Horizontal scaling


tl;dr: Could someone provide a template project that implements scaling across machines correctly using any signaling mechanism? Is it really just the content of router.pipeToRouter that needs to be implemented using some signaling mechanism?

I’ve already seen a few topics and related code-snippets on this subject, but I’m having a lot of trouble implementing my own version of pipeToRouter across multiple machines. At a very basic level, I’m at a point where I have a stream that is being sent from one node to another. But I’m running into a lot of trouble with implementing signaling (pause/resume/close) correctly.

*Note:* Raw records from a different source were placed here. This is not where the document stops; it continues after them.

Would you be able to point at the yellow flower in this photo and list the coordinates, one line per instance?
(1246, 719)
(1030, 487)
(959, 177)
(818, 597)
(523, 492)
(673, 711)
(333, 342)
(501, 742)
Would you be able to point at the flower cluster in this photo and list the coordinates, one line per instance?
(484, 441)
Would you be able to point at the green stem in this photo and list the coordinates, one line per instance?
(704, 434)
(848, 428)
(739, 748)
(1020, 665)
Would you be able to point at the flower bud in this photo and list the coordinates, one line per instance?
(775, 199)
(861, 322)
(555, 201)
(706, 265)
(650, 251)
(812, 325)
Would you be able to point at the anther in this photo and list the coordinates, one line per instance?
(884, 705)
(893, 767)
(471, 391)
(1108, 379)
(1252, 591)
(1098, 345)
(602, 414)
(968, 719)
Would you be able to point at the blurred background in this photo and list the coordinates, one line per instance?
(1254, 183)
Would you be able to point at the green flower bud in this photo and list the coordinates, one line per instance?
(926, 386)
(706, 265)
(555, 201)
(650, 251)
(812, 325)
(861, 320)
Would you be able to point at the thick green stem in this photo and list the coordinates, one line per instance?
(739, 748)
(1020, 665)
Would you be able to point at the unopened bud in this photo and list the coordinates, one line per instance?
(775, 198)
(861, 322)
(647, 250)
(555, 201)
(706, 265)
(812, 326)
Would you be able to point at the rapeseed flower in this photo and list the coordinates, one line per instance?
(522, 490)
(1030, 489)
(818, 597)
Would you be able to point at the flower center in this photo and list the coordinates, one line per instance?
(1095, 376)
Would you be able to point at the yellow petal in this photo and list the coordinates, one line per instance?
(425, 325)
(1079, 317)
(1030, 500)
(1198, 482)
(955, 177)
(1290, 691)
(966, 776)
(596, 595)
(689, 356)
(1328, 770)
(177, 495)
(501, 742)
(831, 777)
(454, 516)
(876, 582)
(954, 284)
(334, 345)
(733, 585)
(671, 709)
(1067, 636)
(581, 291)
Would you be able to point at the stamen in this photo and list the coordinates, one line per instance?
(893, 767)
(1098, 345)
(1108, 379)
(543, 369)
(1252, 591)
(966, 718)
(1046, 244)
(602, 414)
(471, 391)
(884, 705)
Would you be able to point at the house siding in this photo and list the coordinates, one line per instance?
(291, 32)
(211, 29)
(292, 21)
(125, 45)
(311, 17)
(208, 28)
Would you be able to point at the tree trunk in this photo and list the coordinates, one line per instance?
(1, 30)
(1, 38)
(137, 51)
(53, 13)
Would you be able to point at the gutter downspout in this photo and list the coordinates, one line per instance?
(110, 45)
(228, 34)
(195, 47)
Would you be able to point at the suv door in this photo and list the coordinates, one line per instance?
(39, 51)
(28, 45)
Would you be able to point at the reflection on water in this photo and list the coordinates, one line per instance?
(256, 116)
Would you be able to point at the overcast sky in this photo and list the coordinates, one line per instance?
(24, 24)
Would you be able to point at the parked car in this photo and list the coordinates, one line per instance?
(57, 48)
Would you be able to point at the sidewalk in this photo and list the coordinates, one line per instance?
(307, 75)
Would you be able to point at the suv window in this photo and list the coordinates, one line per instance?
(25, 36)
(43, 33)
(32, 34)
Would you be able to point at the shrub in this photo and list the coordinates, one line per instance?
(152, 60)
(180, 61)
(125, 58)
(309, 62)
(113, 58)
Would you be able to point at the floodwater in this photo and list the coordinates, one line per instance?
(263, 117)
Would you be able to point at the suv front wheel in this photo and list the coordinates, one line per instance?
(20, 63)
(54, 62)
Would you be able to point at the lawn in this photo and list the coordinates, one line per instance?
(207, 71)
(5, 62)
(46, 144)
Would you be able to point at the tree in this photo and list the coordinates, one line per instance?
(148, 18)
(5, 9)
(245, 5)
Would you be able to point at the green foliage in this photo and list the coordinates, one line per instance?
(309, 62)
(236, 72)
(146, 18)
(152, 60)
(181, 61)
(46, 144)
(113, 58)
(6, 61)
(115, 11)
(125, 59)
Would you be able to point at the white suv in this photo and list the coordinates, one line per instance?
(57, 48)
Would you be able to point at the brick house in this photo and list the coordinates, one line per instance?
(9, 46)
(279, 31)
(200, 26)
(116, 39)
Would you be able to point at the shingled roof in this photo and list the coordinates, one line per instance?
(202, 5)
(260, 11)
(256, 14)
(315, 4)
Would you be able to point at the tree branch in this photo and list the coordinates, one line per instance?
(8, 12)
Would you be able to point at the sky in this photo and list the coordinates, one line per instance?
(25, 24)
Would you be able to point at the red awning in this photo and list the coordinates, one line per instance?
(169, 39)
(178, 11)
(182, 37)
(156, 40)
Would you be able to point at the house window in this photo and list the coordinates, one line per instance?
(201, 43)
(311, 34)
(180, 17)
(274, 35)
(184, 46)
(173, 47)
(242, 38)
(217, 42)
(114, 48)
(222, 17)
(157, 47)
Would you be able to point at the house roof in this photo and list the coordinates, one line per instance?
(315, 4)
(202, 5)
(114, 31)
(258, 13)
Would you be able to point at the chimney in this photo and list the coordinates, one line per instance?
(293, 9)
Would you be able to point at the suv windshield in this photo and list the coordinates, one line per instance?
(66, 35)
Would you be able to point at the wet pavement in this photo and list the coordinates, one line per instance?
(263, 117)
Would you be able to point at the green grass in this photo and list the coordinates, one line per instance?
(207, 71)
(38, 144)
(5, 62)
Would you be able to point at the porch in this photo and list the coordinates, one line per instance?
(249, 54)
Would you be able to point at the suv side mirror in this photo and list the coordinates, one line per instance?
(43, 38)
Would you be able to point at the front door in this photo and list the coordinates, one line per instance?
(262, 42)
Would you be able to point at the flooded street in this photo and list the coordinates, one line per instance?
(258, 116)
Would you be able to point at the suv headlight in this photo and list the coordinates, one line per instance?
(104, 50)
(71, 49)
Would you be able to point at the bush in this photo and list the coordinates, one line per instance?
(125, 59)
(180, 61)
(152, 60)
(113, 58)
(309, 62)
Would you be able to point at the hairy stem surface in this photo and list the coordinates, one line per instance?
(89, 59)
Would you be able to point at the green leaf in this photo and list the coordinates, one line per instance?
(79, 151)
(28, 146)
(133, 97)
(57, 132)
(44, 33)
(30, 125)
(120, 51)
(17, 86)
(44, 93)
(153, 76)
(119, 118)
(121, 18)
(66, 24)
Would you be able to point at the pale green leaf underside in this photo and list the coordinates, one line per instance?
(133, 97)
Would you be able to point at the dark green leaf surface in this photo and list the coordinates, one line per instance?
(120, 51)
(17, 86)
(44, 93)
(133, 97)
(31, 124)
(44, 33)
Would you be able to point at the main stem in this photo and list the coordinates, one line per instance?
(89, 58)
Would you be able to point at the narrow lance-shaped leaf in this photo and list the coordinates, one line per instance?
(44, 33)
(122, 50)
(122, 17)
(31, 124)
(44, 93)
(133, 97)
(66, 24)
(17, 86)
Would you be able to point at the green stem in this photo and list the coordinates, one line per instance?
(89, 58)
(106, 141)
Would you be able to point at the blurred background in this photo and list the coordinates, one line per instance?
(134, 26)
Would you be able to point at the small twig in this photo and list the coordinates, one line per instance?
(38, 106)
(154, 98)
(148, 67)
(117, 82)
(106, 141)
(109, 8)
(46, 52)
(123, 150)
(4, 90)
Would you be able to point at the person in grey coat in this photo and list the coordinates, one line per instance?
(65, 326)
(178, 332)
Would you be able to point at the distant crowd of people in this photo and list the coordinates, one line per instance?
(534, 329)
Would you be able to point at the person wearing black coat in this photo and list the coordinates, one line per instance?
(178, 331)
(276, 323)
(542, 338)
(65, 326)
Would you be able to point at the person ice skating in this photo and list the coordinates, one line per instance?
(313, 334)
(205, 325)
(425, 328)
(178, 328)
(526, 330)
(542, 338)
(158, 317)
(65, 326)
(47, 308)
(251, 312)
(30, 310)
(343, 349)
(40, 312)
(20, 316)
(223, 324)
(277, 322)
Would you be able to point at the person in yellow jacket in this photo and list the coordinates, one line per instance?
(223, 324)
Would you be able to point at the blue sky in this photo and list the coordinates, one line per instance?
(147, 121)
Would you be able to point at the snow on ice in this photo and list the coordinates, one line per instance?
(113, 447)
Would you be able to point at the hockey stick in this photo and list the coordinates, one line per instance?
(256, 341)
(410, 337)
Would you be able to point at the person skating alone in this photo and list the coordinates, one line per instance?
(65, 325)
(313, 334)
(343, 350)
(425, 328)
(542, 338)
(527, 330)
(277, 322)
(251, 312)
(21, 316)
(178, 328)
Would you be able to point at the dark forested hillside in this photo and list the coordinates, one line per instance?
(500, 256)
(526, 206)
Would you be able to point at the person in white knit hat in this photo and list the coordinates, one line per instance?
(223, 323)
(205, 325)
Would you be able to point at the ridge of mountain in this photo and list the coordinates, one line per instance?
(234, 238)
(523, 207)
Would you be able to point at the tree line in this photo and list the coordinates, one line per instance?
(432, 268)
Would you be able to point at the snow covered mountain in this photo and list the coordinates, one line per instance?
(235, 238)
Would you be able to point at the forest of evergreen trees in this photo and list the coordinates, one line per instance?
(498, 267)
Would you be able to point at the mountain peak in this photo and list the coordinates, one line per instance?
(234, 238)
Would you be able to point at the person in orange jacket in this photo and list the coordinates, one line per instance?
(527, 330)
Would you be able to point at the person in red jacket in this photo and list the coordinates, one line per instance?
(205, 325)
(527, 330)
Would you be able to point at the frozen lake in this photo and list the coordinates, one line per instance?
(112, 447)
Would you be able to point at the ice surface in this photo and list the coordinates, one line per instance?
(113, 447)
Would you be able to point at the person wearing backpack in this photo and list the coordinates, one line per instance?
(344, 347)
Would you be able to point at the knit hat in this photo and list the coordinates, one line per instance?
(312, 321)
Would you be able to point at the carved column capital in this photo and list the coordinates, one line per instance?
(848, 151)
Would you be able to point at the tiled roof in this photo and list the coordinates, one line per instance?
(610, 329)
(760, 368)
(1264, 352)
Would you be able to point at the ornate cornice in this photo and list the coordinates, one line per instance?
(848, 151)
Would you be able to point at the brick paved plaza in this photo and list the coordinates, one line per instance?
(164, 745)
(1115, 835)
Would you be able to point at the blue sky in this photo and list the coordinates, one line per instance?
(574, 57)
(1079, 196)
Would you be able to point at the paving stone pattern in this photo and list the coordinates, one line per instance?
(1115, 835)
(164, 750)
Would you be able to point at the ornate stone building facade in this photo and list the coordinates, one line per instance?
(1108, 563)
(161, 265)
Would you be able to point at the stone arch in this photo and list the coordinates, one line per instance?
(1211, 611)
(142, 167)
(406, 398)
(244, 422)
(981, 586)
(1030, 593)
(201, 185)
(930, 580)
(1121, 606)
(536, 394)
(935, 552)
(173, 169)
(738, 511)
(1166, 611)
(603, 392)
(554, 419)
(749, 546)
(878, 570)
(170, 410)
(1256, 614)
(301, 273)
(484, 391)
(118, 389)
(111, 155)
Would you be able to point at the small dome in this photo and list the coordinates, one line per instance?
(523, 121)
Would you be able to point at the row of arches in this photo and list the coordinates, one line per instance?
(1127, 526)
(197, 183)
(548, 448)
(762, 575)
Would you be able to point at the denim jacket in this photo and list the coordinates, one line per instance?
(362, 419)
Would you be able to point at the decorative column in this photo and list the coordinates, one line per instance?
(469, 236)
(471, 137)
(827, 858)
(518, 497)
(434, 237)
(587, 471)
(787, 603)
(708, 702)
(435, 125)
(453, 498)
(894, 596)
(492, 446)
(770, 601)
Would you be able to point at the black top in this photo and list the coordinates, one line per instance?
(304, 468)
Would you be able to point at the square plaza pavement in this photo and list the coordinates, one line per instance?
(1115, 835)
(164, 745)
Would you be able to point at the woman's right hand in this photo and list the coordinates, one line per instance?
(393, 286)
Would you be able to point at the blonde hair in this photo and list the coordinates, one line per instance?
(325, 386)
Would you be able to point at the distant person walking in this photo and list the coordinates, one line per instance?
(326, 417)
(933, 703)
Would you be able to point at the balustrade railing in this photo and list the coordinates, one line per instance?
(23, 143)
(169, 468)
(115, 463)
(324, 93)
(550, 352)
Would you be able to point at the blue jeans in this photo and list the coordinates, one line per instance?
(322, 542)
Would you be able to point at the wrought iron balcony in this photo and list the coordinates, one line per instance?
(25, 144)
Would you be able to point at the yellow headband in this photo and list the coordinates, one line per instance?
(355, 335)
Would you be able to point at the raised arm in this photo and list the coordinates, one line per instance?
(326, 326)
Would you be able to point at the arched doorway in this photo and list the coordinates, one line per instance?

One example of my confusions is this: router.pipeToRouter() does the following:

pipeProducer = await remotePipeTransport.produce({
    id: producer.id,
    kind: pipeConsumer.kind,
    rtpParameters: pipeConsumer.rtpParameters,
    paused: pipeConsumer.producerPaused,
    appData: producer.appData
pipeConsumer.observer.on('close', () => pipeProducer.close());

When I blindly translate this snippet within my signaling mechanism, I end up closing the original producer instead of the pipeProducer. This occurs because producer.id is being ‘reused’ in some sense. Obviously, the right thing to do would be to maintain state of the pipeProducer and close that instead.

Similarly, for some reason, I had to pass router.rtpCapabilities instead of rtpParameters in my call to localPipeTransport.consume() to get my stream working across nodes. Again, it’s most likely something I’m doing wrong, but I guess that’s my point…

router.pipeToRouter already does a great job of being a template to get developers to scale mediasoup across machine. But I strongly feel it would greatly benefit me, and maybe the community as a whole, to have some sort of reference implementation of scaling across machines that guarantees correctness.

I don’t understand. Original producer lives in HOST_1 while pipeProducer lives in HOST_2, so the fact that they share id should not make your app close the original one.

Neither I understand this. Are you really using a pipeTransport to communicate HOST_1 and HOST_2 or not? And of course, I assume you are using same mediaCodecs in workers in HOST_1 and HOST_2, right?

As expected, I was doing something stupid. I think I’ve fixed most of my bugs, and am able to scale across nodes without issues. Mediasoup has been delightfully simple to work with so far.

I still thing it would help the community to look at a reference mediasoup implementation that scales across nodes with proper initialization and cleanup, and be able to translate it to their own architecture. I’m happy to try and put my code up for this purpose once I clean it up and confirm that it works at a reasonable scale.

Are there any tools or scripts you are aware of and would recommend for testing mediasoup scaling?


You could add a github gist with the basic concepts and usage. Would love to take a look and comment on it.

There’s a chrome functionality that allows to mock videos and create fake users, the problem is that it must be hosted in kubernetes or something similar and in different geographies to simulate real world conditions. Can share the gist of it if you interested.
That I’m aware there’s no ready to use tool to do stress/load test.

1 Like

And if you do it will reference it in the website.

I would love to have a look at the potential solution and give it a try.

Hi, gurupras. Were you ever able to put together an example for your solution? I’d love some advice.

I was working on a gist a while back, but I gave up mid way :frowning:. I’ll get back to finishing it at some point.
https://gist.github.com/gurupras/c9ac6609f4c22a515b3aadea8d65bad3 If anyone’s interested.

1 Like

Thank you so much for sharing that, gurupras!

Be keen to see any additions to this too @gurupras! I’m doing (struggling) with some very similar issues right now and want to see if I can get Mediasoup to 3k consumers at some point in the near future!

For load testing, we’ve been using KITE WebRTC framework, https://github.com/webrtc/KITE.
It allows you to write the test in Javascript and has been alright so far at connecting to an instance and running the test.

Sometime in the next week or so I want to try and load a Selenium Grid up on AWS Fargate, I will hopefully be able to connect to this with KITE to run larger-scale load tests. If I get anywhere with this I’ll report back here but tag me if you’ve got any questions about the above!